師走の悲痛。

師走の悲痛

ある日の朝。

いつもの通勤。
乗換駅に着くと、ホームに人がごった返していました。

アナウンスがありました。

隣の隣の駅あたりで人身事故が発生し、電車が遅れているとのこと、
再開はいつになるかまだ分からないとのこと。

アナウンスが流れても、ホームに入る人は流入し続け、
あわやホームから誰か転落するのではと思えるほどでした。

再開の目処が立たないとのことだったので、
人混みをかき分け、改札を出て、会社まで歩くことにしました。

歩きながら、スマホで運行状況をチェックしていると、
どうやら再運転されたようなので、最寄りの駅から乗車し、
いつもの会社の近くの駅で降りました。

途中、電車は満員状態。
駅で吐き出された乗客に対して、アナウンスがありました。

「本日は、電車が遅れましたことを深くお詫びいたします。」と、駅に設置された
スピーカーからの案内。

ホームでは、黄色い上着を着たアルバイトらしい若者が、

「ご迷惑をお掛けしまして申し訳ございません、申し訳ございません。
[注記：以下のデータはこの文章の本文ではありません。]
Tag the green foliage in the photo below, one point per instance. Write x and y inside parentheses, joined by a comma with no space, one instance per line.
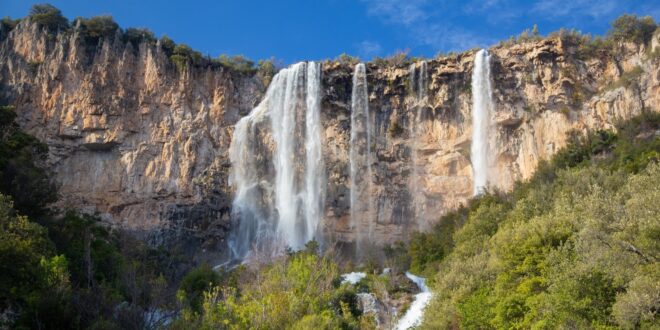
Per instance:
(347,60)
(92,249)
(195,283)
(237,63)
(96,28)
(293,293)
(627,80)
(136,36)
(167,45)
(21,175)
(48,16)
(632,28)
(573,247)
(68,272)
(8,24)
(183,55)
(34,282)
(266,70)
(394,129)
(399,59)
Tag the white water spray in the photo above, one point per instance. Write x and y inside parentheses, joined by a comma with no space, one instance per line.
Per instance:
(418,84)
(482,104)
(315,173)
(360,155)
(279,201)
(413,316)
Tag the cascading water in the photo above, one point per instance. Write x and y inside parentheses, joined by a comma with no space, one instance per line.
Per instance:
(418,83)
(482,104)
(360,156)
(315,173)
(279,203)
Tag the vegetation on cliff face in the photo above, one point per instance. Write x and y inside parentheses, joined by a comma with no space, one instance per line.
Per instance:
(69,271)
(575,247)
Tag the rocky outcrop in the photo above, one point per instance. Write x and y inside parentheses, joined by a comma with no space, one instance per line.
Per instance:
(132,138)
(145,145)
(543,91)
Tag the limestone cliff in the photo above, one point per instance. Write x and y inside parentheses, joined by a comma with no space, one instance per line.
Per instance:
(145,145)
(132,138)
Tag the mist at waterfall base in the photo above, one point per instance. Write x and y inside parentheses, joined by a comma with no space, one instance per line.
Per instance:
(280,187)
(279,193)
(481,109)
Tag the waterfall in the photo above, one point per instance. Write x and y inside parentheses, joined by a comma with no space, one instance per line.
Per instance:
(418,86)
(279,203)
(315,174)
(360,156)
(482,103)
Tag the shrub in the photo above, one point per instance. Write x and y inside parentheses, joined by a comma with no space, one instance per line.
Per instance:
(345,59)
(48,16)
(21,175)
(167,45)
(95,28)
(632,28)
(195,283)
(627,80)
(137,36)
(394,128)
(9,24)
(237,63)
(398,59)
(266,70)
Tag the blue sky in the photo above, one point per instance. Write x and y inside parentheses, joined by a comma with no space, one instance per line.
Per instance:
(295,30)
」
「電車が遅れましたこと、誠に申し訳ございません。」

と頭を下げながら乗客に対してお詫びの言葉を連呼しています。

とても、奇妙であると同時に薄ら寒さを覚えるお詫びでした。
彼らは何を謝っているのだろう。

人身事故と言った場合、それはほとんどが投身自殺でしょう。
駅のホームから線路に飛び降りるという自殺です。

彼らは、何を詫びているのでしょうか。

特急電車に向かって、線路に飛び降りる人間を鉄道会社が防げるのでしょうか。
不可抗力です。
防ぎようがありません。
電車が遅れたことは不可抗力ですから、乗客の誰もそれに対して怒ってはいないと
思います。

しかし、彼らはひたすら謝り続けます。

謝るべきは自殺をした当人であるはずです。
しかし、その命はどこにももうありません。

後日、新聞に、自殺したのは学生服を着ていたようだという記事がありました。

また、若者の自殺です。
この国の若者はどうしてこう死に急ぐのか。
見ていると、学生から社会人になろうとするとき、或いは社会人になったばかりの頃に起きているようです。
そう考えてくると、彼らを受け止めるべき、受け止めた会社にも幾ばくか、
いや、かなりの問題があるように思えます。

それにしても悲しいのは、鉄道会社のアナウンスです。
誰が誰に何のために詫びているのでしょうか。
ご迷惑をお掛けしたことを、亡き人に代わって詫びているのでしょうか。
詫びる必要があるのでしょうか。
弔う必要はあっても謝る必要がどこにあるのでしょうか。

若者は、死は思いとどまるべきでしたが、
あなたを死に追いやった社会こそが乗客に対して詫びなければならないのではないでしょうか。
そして、私たち乗客一人ひとりがその社会の構成員なのです。

若くして命を絶ったあなたに、私は社会人として心より詫び、ご冥福をお祈りいたします。